どうも、株式会社ソフトクリエイト で情報屋やってます。山口です。
普段は企業様向けに Microsoft 365 活用のご支援をおこなっています。

Intune で Win32 アプリ(Chrome や 7-Zip など)を配るとき、これまでは .intunewin 形式にパッケージ化して…と、地味に手間がかかっていましたよね(^^;

Intune の「エンタープライズ アプリ管理」を使うと、Microsoft が用意した「エンタープライズ アプリ カタログ」からアプリを選ぶだけで配布でき、しかも新しいバージョンへの更新まで自動で面倒を見てくれます。

今回は、「①アプリ作成を開始 → ②カタログからアプリを選択 → ③アプリ情報・プログラムを設定 → ④割り当てて作成」の4フェーズに分けて、実際の画面を追いながら解説していきます!(例として Google Chrome for Business を配布します)

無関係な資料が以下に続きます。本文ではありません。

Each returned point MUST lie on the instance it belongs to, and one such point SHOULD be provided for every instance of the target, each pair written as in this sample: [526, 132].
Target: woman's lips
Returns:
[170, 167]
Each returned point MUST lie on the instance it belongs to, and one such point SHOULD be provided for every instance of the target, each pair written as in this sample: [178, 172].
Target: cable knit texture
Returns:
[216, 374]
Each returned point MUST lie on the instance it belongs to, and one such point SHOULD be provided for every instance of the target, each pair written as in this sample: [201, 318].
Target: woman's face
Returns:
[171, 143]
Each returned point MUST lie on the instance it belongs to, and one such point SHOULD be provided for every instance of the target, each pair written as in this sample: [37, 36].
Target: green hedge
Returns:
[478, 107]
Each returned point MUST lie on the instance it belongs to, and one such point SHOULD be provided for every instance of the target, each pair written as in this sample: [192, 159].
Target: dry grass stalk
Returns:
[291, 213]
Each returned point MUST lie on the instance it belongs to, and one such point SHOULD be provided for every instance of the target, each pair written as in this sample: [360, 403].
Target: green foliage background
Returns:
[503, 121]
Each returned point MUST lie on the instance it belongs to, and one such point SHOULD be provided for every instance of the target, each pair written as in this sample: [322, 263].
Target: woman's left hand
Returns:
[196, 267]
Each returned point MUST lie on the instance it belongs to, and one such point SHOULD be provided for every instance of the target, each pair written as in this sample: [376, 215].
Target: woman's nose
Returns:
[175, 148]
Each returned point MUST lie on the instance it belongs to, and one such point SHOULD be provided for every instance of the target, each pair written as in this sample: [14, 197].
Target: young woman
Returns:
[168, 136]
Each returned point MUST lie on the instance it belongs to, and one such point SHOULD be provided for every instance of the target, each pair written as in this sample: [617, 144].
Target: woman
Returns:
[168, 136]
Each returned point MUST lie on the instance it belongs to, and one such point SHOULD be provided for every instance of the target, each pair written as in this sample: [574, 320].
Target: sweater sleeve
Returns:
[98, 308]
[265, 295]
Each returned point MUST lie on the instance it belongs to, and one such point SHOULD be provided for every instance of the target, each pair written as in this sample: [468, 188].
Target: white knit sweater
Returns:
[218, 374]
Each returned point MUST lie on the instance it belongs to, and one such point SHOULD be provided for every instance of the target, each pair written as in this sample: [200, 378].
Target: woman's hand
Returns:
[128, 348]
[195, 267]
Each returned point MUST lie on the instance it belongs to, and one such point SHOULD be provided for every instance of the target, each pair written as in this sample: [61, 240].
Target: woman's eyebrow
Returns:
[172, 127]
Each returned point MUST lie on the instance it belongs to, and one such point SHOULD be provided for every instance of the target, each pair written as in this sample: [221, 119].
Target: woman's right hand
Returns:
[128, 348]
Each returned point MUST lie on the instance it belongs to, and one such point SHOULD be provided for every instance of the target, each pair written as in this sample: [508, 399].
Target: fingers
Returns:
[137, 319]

Intune の「エンタープライズ アプリ管理」で、Win32 アプリをカタログから配布してみよう!~パッケージ化なしで、アプリの配布から自動更新まで~

■ そもそも「エンタープライズ アプリ管理」って?

Win32 アプリの配布は、これまで手間のかかる作業でした。
・従来:Win32 アプリは .intunewin に手動でパッケージ化し、更新のたびに再パッケージが必要
・エンタープライズ アプリ管理:カタログからアプリを選ぶだけで配布でき、更新も自動で管理できる
・必要条件や検出規則もカタログ側で用意されるため、手作業が大きく減る
つまり、「よく使う定番アプリを、手間なく配って最新に保つ」のがぐっと楽になる、というわけです(^^

■ 始める前にチェック!前提条件

項目 内容 補足
ライセンス Microsoft 365 E3/E5 + Microsoft Intune Suite など エンタープライズ アプリ管理を含むライセンス
権限 Intune 管理センターでアプリを作成できる管理者権限 アプリの作成・割り当てに必要
配布対象 アプリを配布するユーザー/デバイスのグループ 割り当てで使用

📖 参考リンク(Microsoft Learn)
Microsoft Intune エンタープライズ アプリケーション管理
https://learn.microsoft.com/ja-jp/intune/app-management/deployment/enterprise-app-management

■ いよいよ本題!カタログアプリの配布手順

ここからは、実際の画面操作を追いかけていきます。まずはアプリ作成の開始からです。

◆ フェーズ 1:カタログ アプリの作成を始める

STEP 1:[アプリ] → [Windows] を開く
Microsoft Intune 管理センター(intune.microsoft.com)にサインインし、左メニューの [アプリ] を開きます。[プラットフォーム別のアプリの管理] から [Windows] を選択します。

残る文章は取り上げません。